The headline from the Telegraph Arts feed to my Google Reader immediately attracted my attention:
New York Philharmonic: Barbican, review
However, it was the subtitle that piqued my curiosity:
Gustavo Dudamel lacks the magic touch at the Barbican
I knew that Dudamel's schedule with the Los Angeles Philharmonic would allow him time for guest appearances with other orchestras, but was he really touring Europe with the New York Philharmonic when they had a new conductor of their own?
No, he was not really there. This was just another case where Web-based journalism was suffering from incompetent, if not absent, editorial responsibility. It was probably also a consequence of a first paragraph that said nothing about the primary subject matter but only served to provide context for it. There was a time when one would have expected more from the London Telegraph (my newspaper of choice on my past visits to London, entirely on the basis of its arts reporting rather than its politics). That time is now clearly the distant and barely visible past.
Getting down to details, here is how Ivan Hewett began his review of the New York Philharmonic's Barbican appearance:
Nothing matters more to an American orchestra than finding the right maestro. Chicago recently captured the suave Italian Riccardo Muti, while the LA Phil is cock-a-hoop to have bagged the Venezuelan superstar Gustavo Dudamel.

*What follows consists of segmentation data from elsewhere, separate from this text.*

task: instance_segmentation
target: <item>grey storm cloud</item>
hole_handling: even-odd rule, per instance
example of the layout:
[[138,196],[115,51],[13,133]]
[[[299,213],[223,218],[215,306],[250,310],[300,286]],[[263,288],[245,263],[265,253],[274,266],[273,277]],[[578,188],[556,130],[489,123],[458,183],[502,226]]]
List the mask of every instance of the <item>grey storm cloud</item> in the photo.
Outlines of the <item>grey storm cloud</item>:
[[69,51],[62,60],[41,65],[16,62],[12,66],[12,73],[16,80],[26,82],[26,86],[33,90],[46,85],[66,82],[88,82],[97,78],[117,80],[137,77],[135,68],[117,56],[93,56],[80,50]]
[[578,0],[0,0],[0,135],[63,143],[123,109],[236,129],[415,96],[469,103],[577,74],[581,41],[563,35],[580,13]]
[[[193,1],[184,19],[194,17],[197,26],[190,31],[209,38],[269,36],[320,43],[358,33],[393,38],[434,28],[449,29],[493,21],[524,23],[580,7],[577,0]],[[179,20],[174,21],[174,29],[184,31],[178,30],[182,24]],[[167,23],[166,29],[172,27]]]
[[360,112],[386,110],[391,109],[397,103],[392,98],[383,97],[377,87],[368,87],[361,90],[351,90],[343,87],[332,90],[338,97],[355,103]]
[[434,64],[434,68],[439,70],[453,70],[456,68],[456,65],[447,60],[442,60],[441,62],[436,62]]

This seems to have been enough to convince the headline writer that this review would be about Dudamel (and it probably did not help matters any that we had to wait for another two sentences in Hewett's text before learning that Alan Gilbert was conducting the Philharmonic in the performance under review). Of course that theme of lacking "the magic touch" permeated the review itself, turning the whole affair into an attack on Dudamel's "superstar" reputation. It is hard to imagine how one newspaper could have made a bigger mess out of the appearance of a major American symphony orchestra in London.